И далее Мережковский употребляет пушкинскую цитату, еще более вводящую нас в образно-тематический круг набоковского романа. Сводя воедино с темой силы тему сновидческой природы реальности, тему рока о которых применительно к «Защите Лужина» уже много было говорено ранее. «Сон», «рок», «гигант на бронзовом коне / в неколебимой вышине». А нас тут больше всего интересуют именно такие, комплесно-целостные, многогранные но единые образы-совпадения, своеобразные тематические узлы-предтечи, уже готовые выразительные конструкции, «сырые кирпичи», строительный материал будущего набоковского романа.

 

«Его мечта… Или во сне

 Он это видит? Иль вся наша

 И жизнь ничто, как сон пустой,

 Насмешка рока над землей?

 ………………………….

 И обращен к нему спиною

 В неколебимой вышине,

 Над возмущенною Невою,

 Сидит с простертою рукою

 Гигант на бронзовом коне.

 

Какое дело гиганту до гибели неведомых? Какое дело чудотворному строителю до крошечного ветхого домика на взморье, где живет Параша — любовь смиренного коломенского чиновника? Воля героя умчит и пожрет его, вместе с его малою любовью, с его малым счастьем, как волны наводнения — слабую щепку. Не для того ли рождаются бесчисленные, равные, лишние, чтобы по костям их великие избранники шли к своим целям? Пусть же гибнущий покорится тому, «чьей волей роковой над морем город основался»[12]

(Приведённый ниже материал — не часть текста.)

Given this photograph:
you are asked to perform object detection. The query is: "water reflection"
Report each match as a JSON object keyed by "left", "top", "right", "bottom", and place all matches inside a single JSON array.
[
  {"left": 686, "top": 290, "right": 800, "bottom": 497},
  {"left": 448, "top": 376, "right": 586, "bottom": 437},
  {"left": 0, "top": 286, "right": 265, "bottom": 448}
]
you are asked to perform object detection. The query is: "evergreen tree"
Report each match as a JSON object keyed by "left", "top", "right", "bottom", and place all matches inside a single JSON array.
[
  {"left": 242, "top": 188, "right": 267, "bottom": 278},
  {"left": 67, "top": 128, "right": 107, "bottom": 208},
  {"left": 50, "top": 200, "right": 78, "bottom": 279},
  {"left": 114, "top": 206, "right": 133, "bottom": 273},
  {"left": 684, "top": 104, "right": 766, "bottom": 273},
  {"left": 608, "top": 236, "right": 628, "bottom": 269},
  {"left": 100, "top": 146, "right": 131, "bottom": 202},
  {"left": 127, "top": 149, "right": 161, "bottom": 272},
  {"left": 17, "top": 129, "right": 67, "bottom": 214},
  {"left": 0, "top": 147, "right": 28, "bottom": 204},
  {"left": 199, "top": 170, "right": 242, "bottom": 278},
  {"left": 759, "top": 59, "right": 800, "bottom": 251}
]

Иронически перефразируя на лужинский манер эти строки, спросим «Какое дело шахматному гроссмейстеру до гибели фигур на поле? Какое дело изобретателю гамбитов, дебютов, защит и окончаний до их «судьбы», «не для того ли рождаются бесчисленные, равные, лишние, чтобы по костям их великие избранники шли к своим целям? Пусть же гибнущий покорится тому, «чьей волей роковой…». Какое дело?! Никакого! Но лишь до того момента, когда Наполеон становится бессильным изгнанником, а все его завоевания – обращаются в мираж, когда гроссмейстер сам превращается вдруг в загнанную, обреченную фигурку на шахматной доске. Впрочем, не следует думать, что исходный порок и вина здесь состоит в безжалостности гроссмейстера к фигурам, или вождя к подданным[13]. В. Набоков смотрит глубже. Хотя в случае с «политическими гроссмейстерами» и этот грех в верхнем слое моральных закономерностей играет пагубную для них роль.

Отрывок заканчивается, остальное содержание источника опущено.